Pick up some literature: Many members found literature to be helpful early on, though it's not required that you purchase anything. Program literature can be purchased or digitally downloaded through SLAA.

Some resources that are particuarly helpful for beginners include the SLAA Basic Text (which can also be purchased on Amazon), Welcome Pamphlet, An Introduction to SLAA, Suggestions for Newcomers, and Questions Beginners Ask.

Call SLAA Members for Support:We offer phone lists of members who are available to connect and support you. You’re also welcome to ask for someone’s number directly. Please don’t isolate—reach out. Even if you’ve never spoken before, don’t hesitate to make the call. Recieving a phone call helps  the other person just as much as it helps you.

What to expect at a meeting

Our local Charleston SLAA meetings are an hour-long and include a combination of open sharing about our addiction and recovery, as well as reading of SLAA literature.

Below is a list of FAQs about meetings. Feel free to contact us slaacharleston@gmail.com with any questions as well.

Do I have to share at meetings?

No. While sharing is encouraged, especially over time, there’s no pressure to speak until you're ready. You are free to simply listen.

Are there rules about sharing?

Members are encouraged to share openly and honestly about their experiences with addiction and recovery.

When sharing, we speak from our own experience and "cross-talk," which is interrupting someone when they are sharing, commenting on what someone shares, talking to someone directly in the meeting, or referencing what someone has said in this or another meeting.
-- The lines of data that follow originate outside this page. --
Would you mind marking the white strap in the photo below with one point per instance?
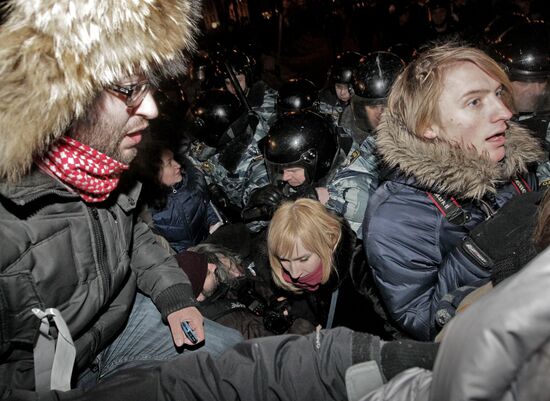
(332, 308)
(361, 379)
(53, 357)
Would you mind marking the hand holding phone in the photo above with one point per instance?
(188, 331)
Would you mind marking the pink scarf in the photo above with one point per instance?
(309, 282)
(92, 174)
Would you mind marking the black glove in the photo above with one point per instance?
(263, 203)
(505, 240)
(277, 318)
(304, 191)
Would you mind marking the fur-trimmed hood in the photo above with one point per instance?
(57, 55)
(454, 170)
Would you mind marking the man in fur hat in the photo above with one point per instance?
(77, 83)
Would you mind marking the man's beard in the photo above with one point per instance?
(102, 134)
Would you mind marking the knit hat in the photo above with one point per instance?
(58, 55)
(195, 265)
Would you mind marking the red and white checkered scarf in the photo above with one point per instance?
(92, 174)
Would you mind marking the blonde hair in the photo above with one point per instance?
(414, 96)
(309, 221)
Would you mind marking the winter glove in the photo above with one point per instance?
(262, 204)
(304, 191)
(277, 318)
(504, 241)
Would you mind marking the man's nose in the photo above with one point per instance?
(148, 107)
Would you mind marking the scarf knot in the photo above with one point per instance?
(92, 174)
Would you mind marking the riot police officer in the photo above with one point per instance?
(254, 94)
(306, 157)
(524, 51)
(371, 84)
(224, 148)
(336, 95)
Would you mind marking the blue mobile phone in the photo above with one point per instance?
(189, 333)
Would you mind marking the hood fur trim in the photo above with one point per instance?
(57, 55)
(454, 170)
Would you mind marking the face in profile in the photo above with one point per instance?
(170, 172)
(472, 111)
(242, 82)
(374, 114)
(113, 128)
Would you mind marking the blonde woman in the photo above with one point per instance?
(310, 252)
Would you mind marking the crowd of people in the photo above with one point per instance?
(173, 227)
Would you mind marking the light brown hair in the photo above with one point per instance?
(414, 96)
(308, 220)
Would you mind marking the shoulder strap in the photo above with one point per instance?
(53, 357)
(449, 208)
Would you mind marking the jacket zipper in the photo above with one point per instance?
(101, 248)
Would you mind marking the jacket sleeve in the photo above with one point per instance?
(411, 267)
(158, 273)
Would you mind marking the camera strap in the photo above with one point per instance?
(453, 212)
(332, 308)
(54, 352)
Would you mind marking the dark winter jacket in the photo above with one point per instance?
(84, 260)
(497, 350)
(412, 248)
(188, 214)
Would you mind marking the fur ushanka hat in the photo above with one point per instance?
(57, 55)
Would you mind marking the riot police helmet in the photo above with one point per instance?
(239, 62)
(301, 139)
(297, 94)
(375, 75)
(345, 64)
(404, 51)
(501, 24)
(210, 116)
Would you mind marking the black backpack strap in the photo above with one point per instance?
(449, 208)
(520, 185)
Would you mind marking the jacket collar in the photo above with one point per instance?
(446, 168)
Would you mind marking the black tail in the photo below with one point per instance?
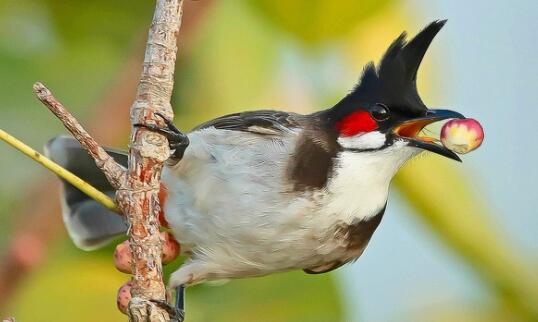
(89, 224)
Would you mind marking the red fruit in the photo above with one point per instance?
(124, 296)
(462, 135)
(171, 248)
(122, 257)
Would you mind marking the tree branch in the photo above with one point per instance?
(138, 187)
(114, 172)
(148, 150)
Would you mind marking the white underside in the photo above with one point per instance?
(231, 207)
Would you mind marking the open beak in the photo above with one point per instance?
(409, 130)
We also ask that members avoid naming specific apps, websites, or explicit sexual details in their shares, so that we can keep this space safe and supportive for everyone, especially newcomers.

Do both men and women attend?

Yes, our meeting is open to everyone regardless of sex, gender, or sexual orientation.
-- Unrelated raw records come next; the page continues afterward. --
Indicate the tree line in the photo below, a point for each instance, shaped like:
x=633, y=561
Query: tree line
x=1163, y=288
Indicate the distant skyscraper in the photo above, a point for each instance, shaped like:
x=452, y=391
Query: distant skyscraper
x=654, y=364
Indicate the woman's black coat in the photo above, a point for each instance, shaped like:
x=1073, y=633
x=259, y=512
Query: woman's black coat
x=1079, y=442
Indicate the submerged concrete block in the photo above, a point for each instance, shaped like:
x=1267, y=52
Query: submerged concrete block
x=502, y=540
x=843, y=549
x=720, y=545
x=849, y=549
Our decision to hold "mixed" meetings is guided by our fellowship's Basic Text, which stands against "men only" and "women only" meetings.

We seek to offer a safe and welcoming environment for healing for all people in the Charleston area.

We also pass along the message from the SLAA Basic Text that members should avoid labeling others as "external enemies," take responsibility for sex and love addiction as an "internal affliction," and use the SLAA group as an oppurtunity to practice relating to others in healthier, non-addictive ways.

Can I ask questions at the meeting?

Absolutely. While there’s usually not back-and-forth during the meeting itself, we make space before or after the meeting for newcomers to ask questions or connect with members.

Will my identity be kept private?

Yes. Anonymity is a core tradition of SLAA. Everything shared in meetings is confidential, and members are asked to introduce themselves by first name only.

Is SLAA a religious program or affiliated with any church or religion?

Like other 12-step fellowships, SLAA is spiritual, not religious. While we refer to a "Higher Power" in the Steps, how you define that is entirely up to each member.

How do I know if this fellowship is right for me?

Only you can decide that. Many of us found clarity by reading SLAA's 40 questions for self diagnosis and listening to others share their experience.